Intervenuta in rappresentanza dell’ANCI e quale componente della Commissione nazionale Trasporti e Demanio, Scarcella ha evidenziato come i Comuni portuali siano spesso esclusi dalle principali scelte strategiche, pur sostenendo gli effetti diretti derivanti dalla presenza delle infrastrutture.

Tra le proposte avanzate, particolare rilievo assume l’istituzione di un fondo perequativo, finanziato con il 10% dei proventi delle concessioni demaniali portuali, destinato ai Comuni sede di porti strategici. Risorse che, nelle intenzioni del sindaco Scarcella ,consentirebbero di sostenere interventi sulla viabilità, sulla manutenzione delle strade, sul decoro urbano, sulla pubblica illuminazione e sulle opere necessarie a mitigare gli impatti ambientali e acustici generati dalle attività portuali.

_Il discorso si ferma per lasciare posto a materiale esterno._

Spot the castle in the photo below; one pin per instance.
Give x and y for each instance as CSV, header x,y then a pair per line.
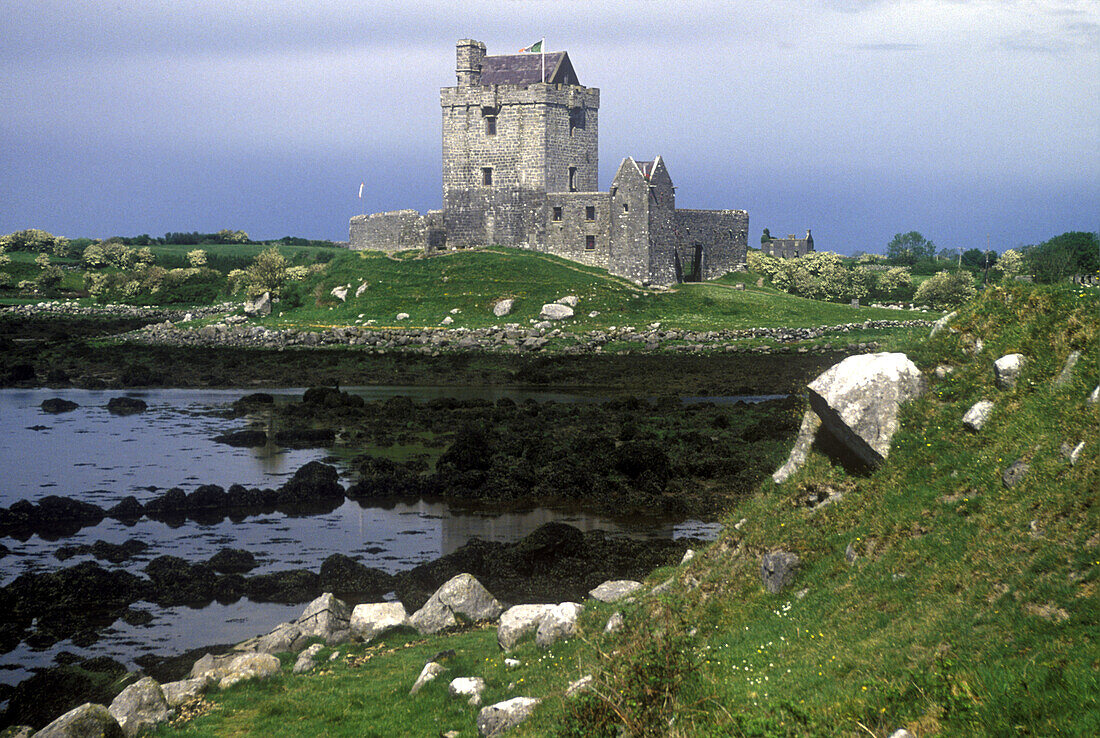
x,y
792,246
520,150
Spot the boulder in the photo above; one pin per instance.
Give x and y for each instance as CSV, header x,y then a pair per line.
x,y
140,706
778,569
88,720
461,595
185,690
1067,371
430,671
497,719
1007,370
305,661
1015,472
471,687
125,406
858,399
326,617
371,620
55,405
978,415
614,590
558,624
582,684
556,311
801,449
517,621
259,306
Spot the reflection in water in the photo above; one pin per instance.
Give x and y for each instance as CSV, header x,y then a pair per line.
x,y
92,455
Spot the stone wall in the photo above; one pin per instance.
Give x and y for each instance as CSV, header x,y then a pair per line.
x,y
569,237
722,233
397,230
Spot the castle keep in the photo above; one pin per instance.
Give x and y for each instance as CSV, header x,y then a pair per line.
x,y
520,165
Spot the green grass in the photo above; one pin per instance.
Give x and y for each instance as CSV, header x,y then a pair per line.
x,y
971,609
472,282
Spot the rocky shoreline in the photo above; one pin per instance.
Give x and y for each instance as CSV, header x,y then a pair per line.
x,y
237,332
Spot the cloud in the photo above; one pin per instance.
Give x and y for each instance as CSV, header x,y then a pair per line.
x,y
887,47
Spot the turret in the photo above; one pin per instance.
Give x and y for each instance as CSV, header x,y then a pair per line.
x,y
469,55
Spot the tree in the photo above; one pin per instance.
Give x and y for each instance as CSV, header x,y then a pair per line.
x,y
908,249
946,289
266,274
1010,264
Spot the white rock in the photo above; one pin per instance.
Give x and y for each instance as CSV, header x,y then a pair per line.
x,y
140,706
1007,370
801,449
556,311
978,415
468,686
517,621
88,720
325,617
305,661
185,690
497,719
558,624
580,685
858,400
614,590
371,620
430,671
462,595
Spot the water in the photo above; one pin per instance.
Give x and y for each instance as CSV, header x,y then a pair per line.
x,y
96,456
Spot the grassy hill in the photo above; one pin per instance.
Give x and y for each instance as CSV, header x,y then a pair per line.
x,y
931,595
473,281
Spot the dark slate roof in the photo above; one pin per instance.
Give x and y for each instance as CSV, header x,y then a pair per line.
x,y
527,68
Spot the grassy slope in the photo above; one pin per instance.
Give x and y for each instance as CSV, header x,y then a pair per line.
x,y
960,616
473,281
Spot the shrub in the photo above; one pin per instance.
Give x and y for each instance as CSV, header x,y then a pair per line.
x,y
946,289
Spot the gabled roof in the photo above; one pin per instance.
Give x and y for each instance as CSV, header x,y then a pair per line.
x,y
527,69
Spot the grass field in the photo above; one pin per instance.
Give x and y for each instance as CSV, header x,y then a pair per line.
x,y
931,595
428,289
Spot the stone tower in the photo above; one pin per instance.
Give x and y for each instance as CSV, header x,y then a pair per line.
x,y
515,128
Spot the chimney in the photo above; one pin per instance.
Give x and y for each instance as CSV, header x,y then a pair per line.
x,y
469,54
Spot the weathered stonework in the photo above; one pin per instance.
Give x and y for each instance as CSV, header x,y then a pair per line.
x,y
520,166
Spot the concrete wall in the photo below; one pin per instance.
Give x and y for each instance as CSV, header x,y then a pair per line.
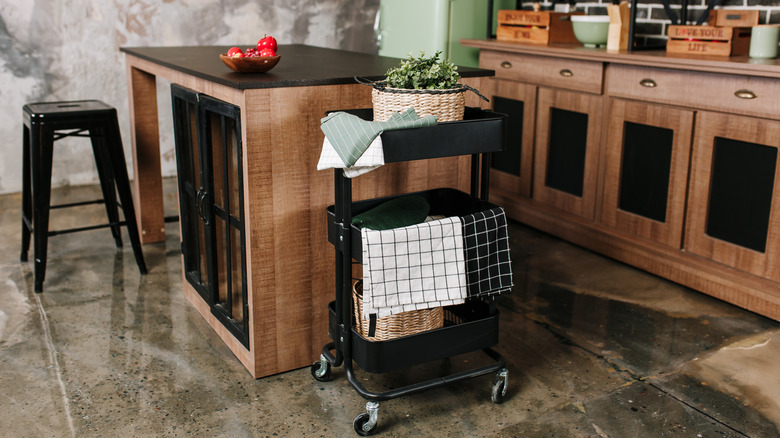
x,y
54,50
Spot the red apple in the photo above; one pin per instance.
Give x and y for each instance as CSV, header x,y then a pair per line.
x,y
267,42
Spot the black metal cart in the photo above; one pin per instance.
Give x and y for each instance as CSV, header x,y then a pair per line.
x,y
480,133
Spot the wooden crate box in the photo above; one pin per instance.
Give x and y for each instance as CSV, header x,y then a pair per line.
x,y
708,40
539,27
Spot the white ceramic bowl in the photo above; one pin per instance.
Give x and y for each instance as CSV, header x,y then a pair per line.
x,y
591,30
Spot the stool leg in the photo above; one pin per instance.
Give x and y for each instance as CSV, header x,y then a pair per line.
x,y
106,177
117,158
42,140
26,194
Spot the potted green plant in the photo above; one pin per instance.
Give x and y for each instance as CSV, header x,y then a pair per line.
x,y
429,84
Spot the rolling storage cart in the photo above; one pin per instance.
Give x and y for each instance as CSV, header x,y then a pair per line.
x,y
471,326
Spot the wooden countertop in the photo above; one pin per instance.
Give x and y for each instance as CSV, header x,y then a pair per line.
x,y
300,65
743,65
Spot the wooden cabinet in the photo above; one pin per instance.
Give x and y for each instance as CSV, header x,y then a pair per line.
x,y
547,125
646,170
568,139
732,218
207,135
669,164
512,168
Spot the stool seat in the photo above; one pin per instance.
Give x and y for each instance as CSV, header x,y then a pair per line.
x,y
47,122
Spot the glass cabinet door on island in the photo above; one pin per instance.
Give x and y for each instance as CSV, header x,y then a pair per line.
x,y
207,136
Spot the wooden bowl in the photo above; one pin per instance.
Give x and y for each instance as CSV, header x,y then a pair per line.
x,y
258,64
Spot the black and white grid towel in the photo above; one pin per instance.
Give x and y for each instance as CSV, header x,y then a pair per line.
x,y
488,267
416,267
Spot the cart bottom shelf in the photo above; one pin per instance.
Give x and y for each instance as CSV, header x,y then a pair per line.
x,y
470,327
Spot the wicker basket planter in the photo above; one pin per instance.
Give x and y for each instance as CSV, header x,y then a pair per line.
x,y
447,105
394,326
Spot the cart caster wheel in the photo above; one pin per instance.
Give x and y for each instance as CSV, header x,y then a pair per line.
x,y
321,371
365,423
499,387
497,396
361,425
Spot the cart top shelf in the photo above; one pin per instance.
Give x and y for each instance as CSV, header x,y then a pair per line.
x,y
480,131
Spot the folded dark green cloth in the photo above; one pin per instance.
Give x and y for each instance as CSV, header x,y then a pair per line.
x,y
350,135
396,213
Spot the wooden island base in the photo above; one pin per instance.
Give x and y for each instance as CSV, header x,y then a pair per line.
x,y
289,262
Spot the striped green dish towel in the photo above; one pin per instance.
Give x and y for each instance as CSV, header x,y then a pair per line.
x,y
350,135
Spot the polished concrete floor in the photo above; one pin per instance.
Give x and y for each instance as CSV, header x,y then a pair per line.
x,y
594,349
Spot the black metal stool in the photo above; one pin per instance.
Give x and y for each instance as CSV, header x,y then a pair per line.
x,y
45,123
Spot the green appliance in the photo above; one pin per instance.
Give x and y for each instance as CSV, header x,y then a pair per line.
x,y
411,26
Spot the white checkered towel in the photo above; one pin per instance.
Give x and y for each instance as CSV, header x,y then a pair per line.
x,y
416,267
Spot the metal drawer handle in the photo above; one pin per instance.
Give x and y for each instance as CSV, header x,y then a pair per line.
x,y
649,83
745,94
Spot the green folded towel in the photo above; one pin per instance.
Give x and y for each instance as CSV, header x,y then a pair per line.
x,y
350,135
396,213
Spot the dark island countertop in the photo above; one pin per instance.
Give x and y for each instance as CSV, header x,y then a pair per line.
x,y
300,65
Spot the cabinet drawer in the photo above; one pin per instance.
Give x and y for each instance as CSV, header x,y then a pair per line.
x,y
587,76
721,92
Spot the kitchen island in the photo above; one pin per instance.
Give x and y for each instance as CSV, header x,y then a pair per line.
x,y
279,284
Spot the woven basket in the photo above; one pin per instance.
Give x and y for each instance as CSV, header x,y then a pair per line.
x,y
447,105
395,326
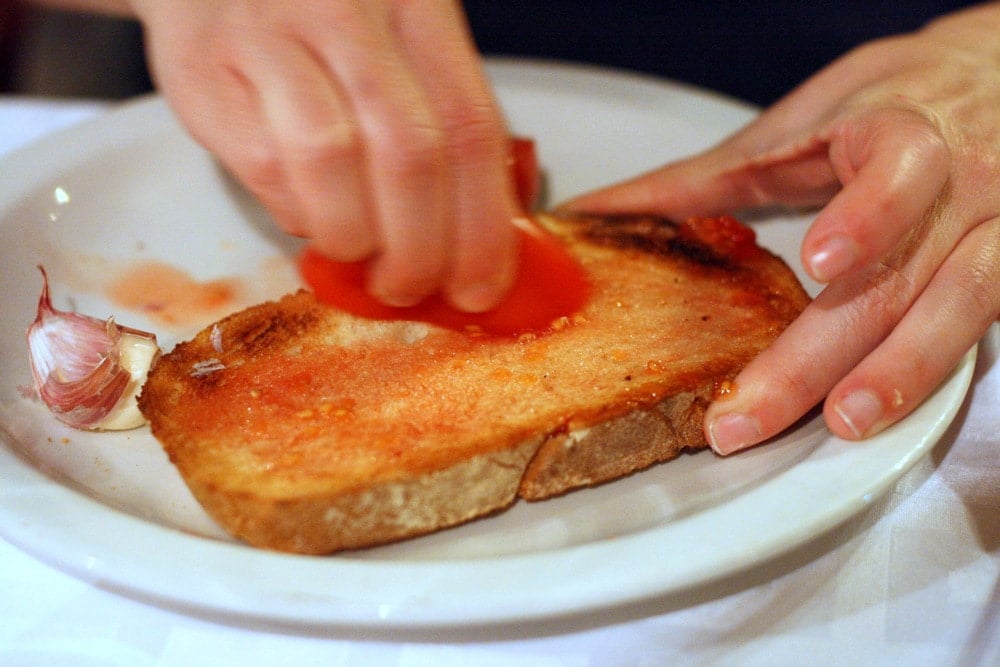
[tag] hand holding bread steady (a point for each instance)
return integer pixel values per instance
(367, 127)
(899, 142)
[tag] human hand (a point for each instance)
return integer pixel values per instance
(899, 141)
(367, 127)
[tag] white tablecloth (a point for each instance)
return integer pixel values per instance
(915, 580)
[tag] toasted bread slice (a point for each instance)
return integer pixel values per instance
(301, 428)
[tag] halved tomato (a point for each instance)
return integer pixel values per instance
(550, 283)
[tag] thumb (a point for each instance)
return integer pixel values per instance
(723, 179)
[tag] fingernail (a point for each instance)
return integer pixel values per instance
(835, 256)
(733, 432)
(860, 410)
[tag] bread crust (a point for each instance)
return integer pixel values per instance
(300, 428)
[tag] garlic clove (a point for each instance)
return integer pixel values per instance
(87, 371)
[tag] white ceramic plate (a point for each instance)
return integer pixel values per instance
(130, 190)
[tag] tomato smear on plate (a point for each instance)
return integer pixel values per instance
(550, 284)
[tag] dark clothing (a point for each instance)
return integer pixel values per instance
(756, 51)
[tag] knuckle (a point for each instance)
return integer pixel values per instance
(475, 130)
(260, 168)
(978, 289)
(412, 150)
(312, 145)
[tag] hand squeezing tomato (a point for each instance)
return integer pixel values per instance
(550, 284)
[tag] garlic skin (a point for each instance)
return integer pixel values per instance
(87, 371)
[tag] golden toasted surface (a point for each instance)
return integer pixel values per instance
(288, 416)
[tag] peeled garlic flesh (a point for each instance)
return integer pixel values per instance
(87, 371)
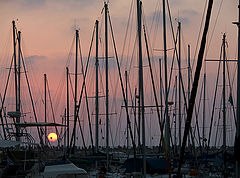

Nel corso dell’audizione è stata inoltre ribadita la necessità di rafforzare il coinvolgimento degli enti locali nella pianificazione strategica del sistema portuale, in coerenza con i principi richiamati dalla Corte Costituzionale nella sentenza n. 6 del 2023, nonché di garantire la presenza di rappresentanti della Conferenza Unificata nel consiglio di amministrazione della futura società “Porti Italiani”, così da assicurare un’effettiva rappresentanza delle istanze territoriali.

L’intervento di Scarcella ha portato all’attenzione del Parlamento la posizione dei sindaci dei Comuni portuali italiani, indicando nella collaborazione tra Stato, Autorità di Sistema portuali ed enti locali la condizione essenziale per una riforma capace di coniugare competitività del sistema logistico nazionale e sviluppo equilibrato dei territori.